Comics about mathematics, science, and the student life.

Foundations

A professor leads a group of students to a glass case in which the axioms of mathematics are held. The professor wants them to see the axioms at least once in their lives.

“Do we need to know this for the test, Professor?”

“Nah, I barely remember them!”

Experiment Public Relations

In the first panel, the researcher walks to his computer to check the calculations for the 30th time. In the second panel, the researcher discusses the experiment with a friend, telling them how amazing the whole experiment is and how much fun he's having. This is the PR version.

“There weren’t any difficult aspects?”

“Nope, everything was amazing!”

Excited

A professor presents a problem in class, and talks so fast that all of their words jumble together.

This might sound like a rare problem, but it happens more than you might think.
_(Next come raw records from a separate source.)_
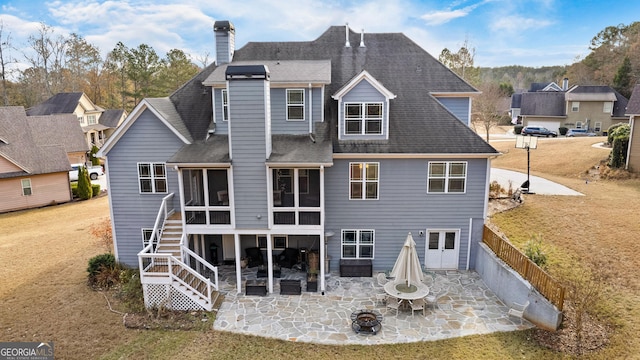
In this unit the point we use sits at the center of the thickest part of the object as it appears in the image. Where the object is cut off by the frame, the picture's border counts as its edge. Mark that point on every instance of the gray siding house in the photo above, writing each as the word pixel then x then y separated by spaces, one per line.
pixel 338 146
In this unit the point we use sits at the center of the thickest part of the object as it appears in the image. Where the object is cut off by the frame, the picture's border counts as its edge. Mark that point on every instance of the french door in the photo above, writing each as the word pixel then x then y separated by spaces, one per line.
pixel 442 249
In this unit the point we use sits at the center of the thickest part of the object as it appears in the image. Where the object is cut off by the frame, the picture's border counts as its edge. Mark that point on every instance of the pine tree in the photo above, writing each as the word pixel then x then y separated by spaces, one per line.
pixel 622 79
pixel 85 191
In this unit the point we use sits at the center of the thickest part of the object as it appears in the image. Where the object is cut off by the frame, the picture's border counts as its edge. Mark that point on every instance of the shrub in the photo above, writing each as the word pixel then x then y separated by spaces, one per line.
pixel 620 141
pixel 94 160
pixel 611 132
pixel 533 250
pixel 98 261
pixel 496 190
pixel 95 189
pixel 85 191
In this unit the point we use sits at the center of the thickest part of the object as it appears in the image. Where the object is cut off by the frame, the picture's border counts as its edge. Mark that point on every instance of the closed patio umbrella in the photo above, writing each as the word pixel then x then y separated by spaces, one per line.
pixel 407 268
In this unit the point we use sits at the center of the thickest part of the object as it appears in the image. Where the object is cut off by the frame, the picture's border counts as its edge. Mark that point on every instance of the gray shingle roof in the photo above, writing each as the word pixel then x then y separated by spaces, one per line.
pixel 110 118
pixel 214 150
pixel 192 102
pixel 419 123
pixel 22 147
pixel 633 106
pixel 62 129
pixel 591 93
pixel 62 103
pixel 543 104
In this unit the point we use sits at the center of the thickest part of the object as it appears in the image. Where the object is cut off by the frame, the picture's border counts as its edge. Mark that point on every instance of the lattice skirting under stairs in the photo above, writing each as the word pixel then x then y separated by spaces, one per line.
pixel 165 295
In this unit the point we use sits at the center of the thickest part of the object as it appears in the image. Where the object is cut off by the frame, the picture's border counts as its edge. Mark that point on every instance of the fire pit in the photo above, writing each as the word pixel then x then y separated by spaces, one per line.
pixel 366 321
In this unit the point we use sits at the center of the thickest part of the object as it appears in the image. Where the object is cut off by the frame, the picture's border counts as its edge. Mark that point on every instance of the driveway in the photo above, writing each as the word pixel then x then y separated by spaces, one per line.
pixel 537 185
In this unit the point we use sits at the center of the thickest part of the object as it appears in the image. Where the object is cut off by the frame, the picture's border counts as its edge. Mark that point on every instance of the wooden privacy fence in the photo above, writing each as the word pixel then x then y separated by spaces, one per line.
pixel 543 282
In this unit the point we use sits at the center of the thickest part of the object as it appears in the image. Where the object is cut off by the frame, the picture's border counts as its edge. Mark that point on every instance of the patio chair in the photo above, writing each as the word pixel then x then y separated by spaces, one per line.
pixel 393 303
pixel 382 279
pixel 418 304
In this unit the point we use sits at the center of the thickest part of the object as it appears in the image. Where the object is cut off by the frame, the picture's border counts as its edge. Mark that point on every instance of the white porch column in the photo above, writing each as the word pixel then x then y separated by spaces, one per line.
pixel 236 238
pixel 323 253
pixel 270 261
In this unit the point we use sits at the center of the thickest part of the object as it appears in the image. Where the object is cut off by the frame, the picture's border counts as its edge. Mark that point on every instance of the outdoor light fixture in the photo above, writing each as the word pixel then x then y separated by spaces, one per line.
pixel 526 142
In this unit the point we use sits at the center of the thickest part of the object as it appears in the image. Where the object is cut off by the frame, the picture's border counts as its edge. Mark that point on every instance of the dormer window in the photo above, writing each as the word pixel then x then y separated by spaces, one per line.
pixel 363 109
pixel 295 104
pixel 363 118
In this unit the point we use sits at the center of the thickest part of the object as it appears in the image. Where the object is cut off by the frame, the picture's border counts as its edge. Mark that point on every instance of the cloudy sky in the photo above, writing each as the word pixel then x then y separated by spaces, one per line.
pixel 503 32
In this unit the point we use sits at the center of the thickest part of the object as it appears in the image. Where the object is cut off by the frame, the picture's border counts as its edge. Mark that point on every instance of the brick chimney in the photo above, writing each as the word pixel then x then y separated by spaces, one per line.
pixel 225 41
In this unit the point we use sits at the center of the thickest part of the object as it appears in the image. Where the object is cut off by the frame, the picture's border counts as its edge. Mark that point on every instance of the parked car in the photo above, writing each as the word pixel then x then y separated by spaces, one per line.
pixel 94 172
pixel 538 131
pixel 580 132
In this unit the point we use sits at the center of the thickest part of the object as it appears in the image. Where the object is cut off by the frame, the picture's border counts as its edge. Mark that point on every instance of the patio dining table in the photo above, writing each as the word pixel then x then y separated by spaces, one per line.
pixel 400 290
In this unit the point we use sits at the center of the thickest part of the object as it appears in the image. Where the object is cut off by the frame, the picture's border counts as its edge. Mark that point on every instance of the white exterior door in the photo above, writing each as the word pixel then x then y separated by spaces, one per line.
pixel 442 249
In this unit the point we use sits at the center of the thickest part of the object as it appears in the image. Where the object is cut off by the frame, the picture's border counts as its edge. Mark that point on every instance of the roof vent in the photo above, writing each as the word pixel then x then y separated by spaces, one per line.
pixel 346 35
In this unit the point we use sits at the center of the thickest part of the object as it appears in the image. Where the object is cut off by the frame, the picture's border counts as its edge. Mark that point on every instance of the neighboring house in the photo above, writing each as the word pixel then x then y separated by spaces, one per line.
pixel 593 107
pixel 341 146
pixel 516 98
pixel 97 123
pixel 633 111
pixel 34 165
pixel 61 130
In particular, I see it when professors start rattling off long theorems that they know by heart.

Obscure

A researcher tries to find a citation for an obscure paper on a search engine and can't find any results.

“My field is so niche that even the search engines have no idea what I’m typing in!”

Thermodynamic Relations

Step one: buy alphabet soup, both in Latin and Greek format. Step two: roll a multi-sided die which encodes various mathematical operations. Combine as necessary to find a thermodynamic relation.
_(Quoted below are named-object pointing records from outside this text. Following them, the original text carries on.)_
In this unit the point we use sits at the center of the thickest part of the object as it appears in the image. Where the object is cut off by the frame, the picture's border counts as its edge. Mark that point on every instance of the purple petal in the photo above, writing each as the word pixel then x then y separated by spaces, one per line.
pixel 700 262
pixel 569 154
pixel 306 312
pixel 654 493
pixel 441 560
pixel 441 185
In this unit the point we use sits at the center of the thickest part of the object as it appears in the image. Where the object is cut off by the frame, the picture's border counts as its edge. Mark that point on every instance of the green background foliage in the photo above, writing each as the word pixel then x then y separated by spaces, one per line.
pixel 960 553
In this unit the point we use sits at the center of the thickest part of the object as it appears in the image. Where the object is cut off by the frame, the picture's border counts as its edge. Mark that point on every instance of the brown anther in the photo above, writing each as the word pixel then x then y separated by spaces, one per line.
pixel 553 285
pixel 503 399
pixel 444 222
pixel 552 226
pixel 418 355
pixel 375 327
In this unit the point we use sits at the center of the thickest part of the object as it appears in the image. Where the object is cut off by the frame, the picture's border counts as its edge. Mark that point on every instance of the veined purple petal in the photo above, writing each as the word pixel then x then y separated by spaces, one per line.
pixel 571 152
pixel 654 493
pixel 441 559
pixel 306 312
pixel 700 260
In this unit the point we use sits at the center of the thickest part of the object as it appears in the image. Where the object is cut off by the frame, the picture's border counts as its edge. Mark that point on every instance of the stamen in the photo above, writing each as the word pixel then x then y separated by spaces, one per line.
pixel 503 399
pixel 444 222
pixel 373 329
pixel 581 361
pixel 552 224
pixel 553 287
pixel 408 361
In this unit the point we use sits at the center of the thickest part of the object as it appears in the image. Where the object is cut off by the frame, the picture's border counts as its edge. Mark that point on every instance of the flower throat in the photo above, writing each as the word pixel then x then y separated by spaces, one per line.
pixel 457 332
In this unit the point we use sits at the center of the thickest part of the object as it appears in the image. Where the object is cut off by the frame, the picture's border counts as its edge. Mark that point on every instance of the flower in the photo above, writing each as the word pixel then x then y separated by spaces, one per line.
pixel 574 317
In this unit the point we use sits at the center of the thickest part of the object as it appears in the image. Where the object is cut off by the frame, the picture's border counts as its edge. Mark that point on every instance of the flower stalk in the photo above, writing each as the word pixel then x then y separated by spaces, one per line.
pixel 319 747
“I should be able to turn this into some kind of machine learning algorithm.”

Sets

Two students stand in a messy office. The friend can't believe there's such a mess, but the other student says there's only one item: the set of items to clean up.

“I really shouldn’t have given you that book on set theory…”

Process

A training schedule for a runner is shown, with the run required for each day. At the end, a race is marked. This is the difference between the important part (the training) and the results (the race). The same is true if you replace "race" by "grades".
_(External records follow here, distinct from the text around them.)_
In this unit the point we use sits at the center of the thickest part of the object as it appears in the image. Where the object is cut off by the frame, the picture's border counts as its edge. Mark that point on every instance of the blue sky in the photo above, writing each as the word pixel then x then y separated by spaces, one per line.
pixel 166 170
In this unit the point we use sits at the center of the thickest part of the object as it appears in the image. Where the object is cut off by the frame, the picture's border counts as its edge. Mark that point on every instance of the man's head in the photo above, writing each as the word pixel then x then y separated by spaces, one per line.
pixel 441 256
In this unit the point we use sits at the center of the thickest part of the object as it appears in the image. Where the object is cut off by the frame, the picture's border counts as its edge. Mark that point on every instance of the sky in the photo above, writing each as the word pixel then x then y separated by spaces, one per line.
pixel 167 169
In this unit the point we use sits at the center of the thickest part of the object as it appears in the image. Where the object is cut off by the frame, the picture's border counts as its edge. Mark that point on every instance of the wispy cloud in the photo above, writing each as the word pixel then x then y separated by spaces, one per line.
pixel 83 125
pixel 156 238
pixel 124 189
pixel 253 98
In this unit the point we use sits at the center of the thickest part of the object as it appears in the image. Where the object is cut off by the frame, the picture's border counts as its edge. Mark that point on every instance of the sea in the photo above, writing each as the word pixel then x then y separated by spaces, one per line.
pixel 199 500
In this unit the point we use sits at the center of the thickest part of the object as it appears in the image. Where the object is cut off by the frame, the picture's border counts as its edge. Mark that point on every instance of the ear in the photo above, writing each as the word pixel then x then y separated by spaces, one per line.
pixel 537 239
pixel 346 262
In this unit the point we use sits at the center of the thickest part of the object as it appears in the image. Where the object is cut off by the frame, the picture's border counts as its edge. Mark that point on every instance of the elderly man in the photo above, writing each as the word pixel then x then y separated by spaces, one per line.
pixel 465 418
Changing your perspective from one of “getting good grades” to one of “understanding concepts deeply” is probably the best thing you can do for your education.

Recall

A professor stands at the board and asks students to recall a previous theorem. The truth is that this is often done on faith, since students don't remember the result.

“I’m sure you all remember how to prove this result.”

Pseudowork

The first panel shows a researcher thinking about new problems to solve. The second panel shows them searching online in order to ask for citations. Work versus pseudowork.

I can kind of understand why people do this, but really, it’s not the work you should be spending your precious time on.

Probabilistic Multiple Choice

A student thinks about the multiple choice question they have, and reasons using Bayes' theorem that it can't be A, so the answer must be B.

It’s amazing the amount of “bad” answers you can eliminate just by using the fact that your teacher is making a test.